There's no reason Langley & Abbotsford couldn't benefit from this as well. The Interurban is capable of linking to Scott Road Station, as well as the Canada Line in Richmond. And this could be done within 2 years at a fraction of the cost of Skytrain.
Grumpy
3 years ago
There is more!
There is more. For the cost of 6 km. of SkyTrain $1.1 billion), we could reestablish the former interurban route from Vancouver to Chilliwack, including a new multi track drawbridge across the Fraser River!
Track-sharing, with LRT sharing the mainline railways tracks has been a great success in Germany and is cheap to build compared to green-fields LRT construction and SkyTrain metro construction. Costs, including vehicles could be as low as $7 million/km. to build!
http://www.youtube.com/watch?v=NsdJPaih0Fw
Have a look!
leftofcentre
3 years ago
Grumps is Right...
Grumpy has summed up the big picture completely. What makes LRT such a bargain is that it makes efficient use of existing rail infrastructure. It allows for double-tracking to make way for freight trains, and uses existing railway crossings to stop traffic.
I'm hardly a NDP fan, but Gordon Campbell could lose big in Surrey (including Kevin Falcon's seat) if he doesn't make a concession on this before May. The LRT lobby here is large and organized. All Carole James has to do is talk big on LRT and stop opposing the Port Mann Twin to make inroads in Surrey.
Grumpy
3 years ago
Karlsruhe................
..........is where transit specialists are going to learn about modern LRT.
To make a long story short, to reduce costs, attract ridership, and expand public transit, Karlsruhe's transit company experimented with track sharing with the mainline railways in the early 90's. The results were breathe taking. In 1993, after a few months of operation and eliminating just one transfer point ridership on the "two system" LRT increased from 488,400 a day to 2,064,000 (423%) weekdays; 39,000 to 263,000 (675%) on Saturday; and from 6,200 to 228,000 (3,669%!) Sunday!

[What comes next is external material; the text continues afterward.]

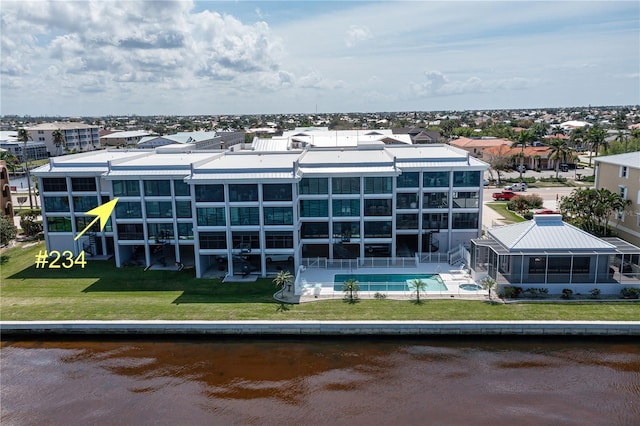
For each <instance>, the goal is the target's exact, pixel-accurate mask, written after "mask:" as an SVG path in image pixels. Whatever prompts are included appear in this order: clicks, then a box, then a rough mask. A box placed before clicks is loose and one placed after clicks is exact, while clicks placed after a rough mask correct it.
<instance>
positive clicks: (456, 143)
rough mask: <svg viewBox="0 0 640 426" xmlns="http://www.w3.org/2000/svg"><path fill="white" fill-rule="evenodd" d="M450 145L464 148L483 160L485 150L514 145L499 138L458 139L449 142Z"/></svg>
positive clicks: (462, 148)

Today in Karlsruhe, one can board a tram on-street, in the downtown and alight on-street on the outskirts of Stuttgart, some 210 km. away, with the tram acting as a streetcar (on tram tracks), LRT (on reserved rights-of-ways), and a commuter train (on the mainline railway), and back to a streetcar again! All this for an average cost of $8 million/km. complete! CHEAPER THAN NEW HIGHWAY CONSTRUCTION!
By comparison, SkyTrain is a very expensive museum piece or as the Germans would call a "Gadgetbannen".